Sergei PROKOFIEV (1891-1953)
Violin Concerto No. 2 in G minor, Op. 63 (1935) [27:02]
Sonata for Two Violins in C major, Op. 56 (1932) [16:29]
Violin Sonata No. 1 in F minor, Op. 80 (1938/46) [29:26]
Janine Jansen (violin)
London Philharmonic Orchestra/Vladimir Jurowski
Boris Brovtsyn (violin), Itamar Golan (piano)
rec. Henry Wood Hall, London, 21-23 June 2012 (concerto); Teldex Studio, Berlin, 11-14 June 2012 (sonatas)
DECCA 478 3546 [72:58]
From 1935 the Violin Concerto No. 2 tends to be overshadowed by its D major predecessor from 1916/17. Certainly a high quality score Prokofiev’s writing is highly melodic and more overtly romantic than in the earlier work. The opening Allegro moderato provides little in the way of virtuosic display although it contains much challenging writing for the soloist. Jansen playing her loaned 1727 ‘Barrere’ Stradivarius glides through the technical difficulties and makes her mark on the emotional content of the writing ensuring tension and restlessness. In the Andante assai Jansen’s extended cantilena is generally calm and introspective. With the soloist totally engaged, the Rondo, Finale feels upbeat and highly rhythmic. Jansen is a warm and persuasive soloist throughout complemented by responsive support from Jurowski and the LPO. For those looking for alternative accounts of the pair of Prokofiev Violin Concertos I have long admired the now ‘classic’ recording from soloist Kyung-Wha Chung and the LPO under André Previn. Recorded in 1975 at the Kingsway Hall, London, Chung plays passionately displaying a wonderful tone and control with Previn and the LPO highly sensitive partners on Decca 476 7226 (c/w Stravinsky Violin Concerto).A more recent recording of the pair of Prokofiev Violin Concertos is from soloist Arabella Steinbacher with the Russian National Orchestra (RNO) under Vasily Petrenko. From 2012 at the Moscow Tchaikovsky Conservatory in this memorable interpretation Steinbacher’s engaging and stylish approach is enhanced by alert support on Pentatone Classics (SACD) PTC 5186 395 (c/w Sonata for Solo Violin, Op.115).
The four movement Sonata for Two Violins doesn’t appear too often on recital programmes although it’s an accessible work that doesn’t follow the acerbic style of many of Prokofiev’s works from this period. In the short opening Andante cantabile Jansen and Brovtsyn ensure a yearning quality and the virtuosic Allegro is vibrant and full of anxiety. Marked Commodo (quasi allegretto) the lyricism of the third movement is heavily sorrowful as if grieving for a loved one. The conversation between Jansen and Brovtsyn in the Allegro con brio,Finale is heated and animated conveying a dark, unwelcoming character. Of the alternative recordings I have enjoyed the admirably played 2009 Prague account from Veronika Jarůšková and Eva Karová of the Pavel Haas Quartet on Supraphon SU3957-2 (c/w String Quartet No. 1, Op. 50; String Quartet No. 2, Op. 92).

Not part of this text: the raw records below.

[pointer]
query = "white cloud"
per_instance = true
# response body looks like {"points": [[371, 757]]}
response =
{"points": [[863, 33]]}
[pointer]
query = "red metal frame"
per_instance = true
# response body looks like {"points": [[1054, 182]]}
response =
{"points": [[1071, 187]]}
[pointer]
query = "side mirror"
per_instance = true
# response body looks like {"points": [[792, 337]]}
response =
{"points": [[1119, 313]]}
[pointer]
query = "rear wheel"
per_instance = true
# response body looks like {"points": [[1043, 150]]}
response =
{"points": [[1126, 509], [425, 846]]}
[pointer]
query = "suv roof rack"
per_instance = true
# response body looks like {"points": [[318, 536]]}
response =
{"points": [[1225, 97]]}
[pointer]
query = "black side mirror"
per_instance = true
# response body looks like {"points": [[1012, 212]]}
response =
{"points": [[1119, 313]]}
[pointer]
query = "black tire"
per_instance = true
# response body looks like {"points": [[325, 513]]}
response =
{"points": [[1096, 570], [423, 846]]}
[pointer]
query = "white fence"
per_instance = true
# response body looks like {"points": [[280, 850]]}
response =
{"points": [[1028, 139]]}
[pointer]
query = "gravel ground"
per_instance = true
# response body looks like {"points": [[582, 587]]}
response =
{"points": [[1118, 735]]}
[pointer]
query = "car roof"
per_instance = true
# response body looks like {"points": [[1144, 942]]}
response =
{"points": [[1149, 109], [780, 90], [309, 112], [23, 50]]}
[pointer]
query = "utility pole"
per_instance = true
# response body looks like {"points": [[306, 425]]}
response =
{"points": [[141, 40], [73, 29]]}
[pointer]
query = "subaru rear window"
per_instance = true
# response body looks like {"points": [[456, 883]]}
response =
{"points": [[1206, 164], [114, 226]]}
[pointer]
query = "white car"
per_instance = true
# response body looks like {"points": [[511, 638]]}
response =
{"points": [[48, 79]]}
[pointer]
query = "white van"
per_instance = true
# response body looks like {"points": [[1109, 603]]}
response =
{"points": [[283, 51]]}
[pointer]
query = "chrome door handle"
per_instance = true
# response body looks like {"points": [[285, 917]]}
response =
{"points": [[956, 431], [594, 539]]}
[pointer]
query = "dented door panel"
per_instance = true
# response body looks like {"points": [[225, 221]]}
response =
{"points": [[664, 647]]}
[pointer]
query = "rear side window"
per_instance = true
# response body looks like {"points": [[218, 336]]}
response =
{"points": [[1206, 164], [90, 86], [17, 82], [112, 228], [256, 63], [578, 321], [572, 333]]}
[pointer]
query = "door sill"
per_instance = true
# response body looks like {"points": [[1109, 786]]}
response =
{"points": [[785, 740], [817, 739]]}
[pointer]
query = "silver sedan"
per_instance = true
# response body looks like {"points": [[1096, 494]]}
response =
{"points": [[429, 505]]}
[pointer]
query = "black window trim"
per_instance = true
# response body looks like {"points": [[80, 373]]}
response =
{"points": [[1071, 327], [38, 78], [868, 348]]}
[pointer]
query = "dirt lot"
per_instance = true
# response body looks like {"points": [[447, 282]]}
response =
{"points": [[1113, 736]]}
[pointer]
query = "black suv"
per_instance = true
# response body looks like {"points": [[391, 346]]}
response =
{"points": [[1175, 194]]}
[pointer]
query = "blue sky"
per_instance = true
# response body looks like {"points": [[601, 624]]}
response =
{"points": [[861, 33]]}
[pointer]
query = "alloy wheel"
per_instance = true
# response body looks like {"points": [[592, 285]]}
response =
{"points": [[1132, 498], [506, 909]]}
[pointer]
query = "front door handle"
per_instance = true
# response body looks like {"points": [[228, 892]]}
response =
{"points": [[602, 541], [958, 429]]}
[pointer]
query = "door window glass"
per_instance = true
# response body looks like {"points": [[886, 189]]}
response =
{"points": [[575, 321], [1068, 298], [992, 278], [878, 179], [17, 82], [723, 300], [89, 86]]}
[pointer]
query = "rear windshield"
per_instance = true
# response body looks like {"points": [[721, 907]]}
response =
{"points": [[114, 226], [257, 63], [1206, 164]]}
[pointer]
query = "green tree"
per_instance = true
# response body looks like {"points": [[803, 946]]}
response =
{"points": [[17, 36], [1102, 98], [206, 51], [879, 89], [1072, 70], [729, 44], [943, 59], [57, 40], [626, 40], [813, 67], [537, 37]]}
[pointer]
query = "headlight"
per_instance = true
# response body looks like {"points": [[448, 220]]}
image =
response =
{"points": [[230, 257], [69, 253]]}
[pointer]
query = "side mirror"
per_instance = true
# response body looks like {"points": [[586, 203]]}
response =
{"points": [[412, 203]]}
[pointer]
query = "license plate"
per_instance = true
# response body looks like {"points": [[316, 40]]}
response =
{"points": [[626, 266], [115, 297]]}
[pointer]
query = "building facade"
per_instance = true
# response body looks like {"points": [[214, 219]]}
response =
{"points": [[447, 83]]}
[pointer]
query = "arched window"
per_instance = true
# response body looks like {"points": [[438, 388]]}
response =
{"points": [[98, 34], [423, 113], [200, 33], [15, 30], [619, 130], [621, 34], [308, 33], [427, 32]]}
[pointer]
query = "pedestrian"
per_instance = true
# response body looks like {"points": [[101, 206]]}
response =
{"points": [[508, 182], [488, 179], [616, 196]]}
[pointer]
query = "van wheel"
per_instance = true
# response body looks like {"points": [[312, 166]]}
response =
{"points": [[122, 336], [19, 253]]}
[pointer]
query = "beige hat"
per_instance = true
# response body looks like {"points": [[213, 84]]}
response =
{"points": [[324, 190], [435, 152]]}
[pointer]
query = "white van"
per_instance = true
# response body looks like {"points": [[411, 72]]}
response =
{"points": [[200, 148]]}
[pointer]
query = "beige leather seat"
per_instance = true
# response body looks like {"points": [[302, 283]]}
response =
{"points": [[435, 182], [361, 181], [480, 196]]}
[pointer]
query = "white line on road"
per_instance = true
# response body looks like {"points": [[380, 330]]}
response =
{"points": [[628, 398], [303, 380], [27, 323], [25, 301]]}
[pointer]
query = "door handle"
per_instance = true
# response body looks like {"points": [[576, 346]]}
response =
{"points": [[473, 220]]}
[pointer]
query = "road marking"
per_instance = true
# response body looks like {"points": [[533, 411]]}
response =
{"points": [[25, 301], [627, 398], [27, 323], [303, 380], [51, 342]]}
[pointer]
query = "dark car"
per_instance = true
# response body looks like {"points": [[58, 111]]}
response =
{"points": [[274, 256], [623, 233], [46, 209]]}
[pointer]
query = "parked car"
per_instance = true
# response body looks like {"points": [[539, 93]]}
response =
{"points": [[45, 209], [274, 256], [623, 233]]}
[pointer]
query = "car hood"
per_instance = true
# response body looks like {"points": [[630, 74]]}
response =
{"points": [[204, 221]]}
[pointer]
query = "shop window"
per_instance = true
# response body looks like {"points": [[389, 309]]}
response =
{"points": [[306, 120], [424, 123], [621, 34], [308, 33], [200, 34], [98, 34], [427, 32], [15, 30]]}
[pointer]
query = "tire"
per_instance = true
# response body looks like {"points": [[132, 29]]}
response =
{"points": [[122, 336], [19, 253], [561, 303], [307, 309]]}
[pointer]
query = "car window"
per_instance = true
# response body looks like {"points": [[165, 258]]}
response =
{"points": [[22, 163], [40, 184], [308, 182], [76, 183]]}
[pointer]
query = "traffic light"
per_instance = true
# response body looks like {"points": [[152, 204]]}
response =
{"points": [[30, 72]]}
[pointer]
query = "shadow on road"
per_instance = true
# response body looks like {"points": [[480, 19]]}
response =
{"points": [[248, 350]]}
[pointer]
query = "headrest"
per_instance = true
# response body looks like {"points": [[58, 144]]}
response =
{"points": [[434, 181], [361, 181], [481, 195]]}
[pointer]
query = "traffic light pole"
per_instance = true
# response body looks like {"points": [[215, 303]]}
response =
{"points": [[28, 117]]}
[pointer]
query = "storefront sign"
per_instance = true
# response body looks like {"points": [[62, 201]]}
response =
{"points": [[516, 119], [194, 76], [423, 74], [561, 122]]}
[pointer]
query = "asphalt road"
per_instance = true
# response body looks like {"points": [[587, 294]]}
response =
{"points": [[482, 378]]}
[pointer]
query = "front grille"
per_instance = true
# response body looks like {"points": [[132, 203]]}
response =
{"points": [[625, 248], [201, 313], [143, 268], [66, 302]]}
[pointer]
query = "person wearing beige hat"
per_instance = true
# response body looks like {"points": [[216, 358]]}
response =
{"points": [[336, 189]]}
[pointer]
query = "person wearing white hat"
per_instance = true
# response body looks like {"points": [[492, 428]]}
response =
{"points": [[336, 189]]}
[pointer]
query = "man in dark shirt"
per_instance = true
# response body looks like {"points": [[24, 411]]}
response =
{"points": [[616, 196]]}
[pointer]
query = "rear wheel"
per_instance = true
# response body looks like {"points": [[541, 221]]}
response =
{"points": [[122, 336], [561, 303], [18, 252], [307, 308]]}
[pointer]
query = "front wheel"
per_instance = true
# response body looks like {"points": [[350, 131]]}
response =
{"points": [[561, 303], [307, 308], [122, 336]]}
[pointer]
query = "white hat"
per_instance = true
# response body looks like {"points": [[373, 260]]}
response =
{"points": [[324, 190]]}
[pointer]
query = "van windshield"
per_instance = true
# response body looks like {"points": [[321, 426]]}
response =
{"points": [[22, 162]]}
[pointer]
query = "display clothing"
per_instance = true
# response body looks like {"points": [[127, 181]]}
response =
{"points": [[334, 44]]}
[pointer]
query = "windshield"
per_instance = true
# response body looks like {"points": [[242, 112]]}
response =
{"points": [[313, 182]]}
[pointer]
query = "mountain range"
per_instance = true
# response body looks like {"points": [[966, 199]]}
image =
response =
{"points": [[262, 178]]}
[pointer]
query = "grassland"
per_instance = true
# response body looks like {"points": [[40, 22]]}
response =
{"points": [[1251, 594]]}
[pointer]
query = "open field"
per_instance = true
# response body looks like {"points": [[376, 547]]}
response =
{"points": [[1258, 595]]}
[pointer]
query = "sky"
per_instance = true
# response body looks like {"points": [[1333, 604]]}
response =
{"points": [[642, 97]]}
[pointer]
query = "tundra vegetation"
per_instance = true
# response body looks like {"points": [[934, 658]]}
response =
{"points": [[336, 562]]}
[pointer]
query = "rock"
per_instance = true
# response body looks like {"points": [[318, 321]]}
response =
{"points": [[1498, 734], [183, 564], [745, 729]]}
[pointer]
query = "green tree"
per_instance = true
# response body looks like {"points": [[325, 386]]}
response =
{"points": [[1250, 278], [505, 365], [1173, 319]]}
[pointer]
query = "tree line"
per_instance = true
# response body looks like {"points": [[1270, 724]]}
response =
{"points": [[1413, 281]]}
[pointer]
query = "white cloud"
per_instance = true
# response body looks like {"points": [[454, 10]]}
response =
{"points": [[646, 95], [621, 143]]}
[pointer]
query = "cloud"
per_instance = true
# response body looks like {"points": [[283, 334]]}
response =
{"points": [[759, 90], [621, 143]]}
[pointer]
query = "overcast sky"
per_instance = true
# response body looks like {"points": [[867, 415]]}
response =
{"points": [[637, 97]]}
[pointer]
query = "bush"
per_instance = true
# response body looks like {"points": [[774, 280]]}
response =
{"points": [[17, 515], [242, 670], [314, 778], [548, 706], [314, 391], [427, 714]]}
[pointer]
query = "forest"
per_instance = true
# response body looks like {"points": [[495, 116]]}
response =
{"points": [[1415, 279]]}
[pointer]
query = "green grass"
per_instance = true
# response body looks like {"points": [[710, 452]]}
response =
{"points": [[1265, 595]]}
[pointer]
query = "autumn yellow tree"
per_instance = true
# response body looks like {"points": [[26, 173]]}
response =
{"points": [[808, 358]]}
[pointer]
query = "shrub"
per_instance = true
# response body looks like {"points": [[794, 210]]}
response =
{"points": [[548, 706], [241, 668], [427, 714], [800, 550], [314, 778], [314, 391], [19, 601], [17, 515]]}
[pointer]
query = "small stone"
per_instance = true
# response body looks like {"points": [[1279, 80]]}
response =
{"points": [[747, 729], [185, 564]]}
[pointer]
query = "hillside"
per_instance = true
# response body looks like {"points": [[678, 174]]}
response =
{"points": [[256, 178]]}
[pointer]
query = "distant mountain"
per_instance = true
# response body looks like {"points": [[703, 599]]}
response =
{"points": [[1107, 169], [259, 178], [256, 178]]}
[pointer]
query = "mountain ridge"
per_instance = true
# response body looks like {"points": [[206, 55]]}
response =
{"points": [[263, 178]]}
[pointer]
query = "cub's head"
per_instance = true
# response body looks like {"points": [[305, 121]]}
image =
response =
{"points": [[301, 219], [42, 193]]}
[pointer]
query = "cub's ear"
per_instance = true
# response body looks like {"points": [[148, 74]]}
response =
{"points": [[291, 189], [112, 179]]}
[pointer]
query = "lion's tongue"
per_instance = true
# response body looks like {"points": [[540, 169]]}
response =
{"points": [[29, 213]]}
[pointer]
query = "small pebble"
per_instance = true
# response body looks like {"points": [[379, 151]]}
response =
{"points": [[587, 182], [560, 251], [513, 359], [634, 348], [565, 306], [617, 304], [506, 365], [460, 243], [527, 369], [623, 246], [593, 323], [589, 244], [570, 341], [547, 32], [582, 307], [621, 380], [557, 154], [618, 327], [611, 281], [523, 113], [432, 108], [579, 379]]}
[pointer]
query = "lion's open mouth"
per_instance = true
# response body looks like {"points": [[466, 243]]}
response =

One of my favourite chamber works the Violin Sonata No. 1 was composed in 1938/46. This dark and intense four movement score proves a reasonably popular choice with chamber musicians. A bleak, dark character imbues the opening Andante assai and at 5:12 (track 8) the “wind in the graveyard” effect sends a shiver down the spine. Playing of such vibrancy in the Allegro brusco from Jansen and Golan imparts a rebellious and rather sinuous quality. In the Andante Jansen’s muted violin exudes a surface tenderness but reveals an undercurrent of foreboding. Vigorously upbeat the Finale just gushes with an almost incessant torrent. At point 5:20 (track 11) once again the chilling “wind in the graveyard” effect takes over.My first choice account in the F minor Sonata isfrom Shlomo Mintz and Yefim Bronfman, a true meeting of minds recorded in 1987 at Cologne on Deutsche Grammophon 423 575-2 (c/w Violin Sonata No. 2 in D major, Op. 94a). I also highly revere the expressive account from Gidon Kremer and Martha Argerich recorded in 1991 at Brussels on Deutsche Grammophon 431 803-2 (c/wViolin Sonata No. 2 in D major, Op. 94a; 5 Melodies for violin and piano, Op. 35bis).
This fine Prokofiev release is gratifying played. Not including the Violin Concerto No. 1 has given this Decca release a distinct disadvantage over the competition. Recorded in 2012 at two venues the engineers have done a splendid job producing crystal clear and well balanced sound.
This fine Prokofiev release is gratifying played.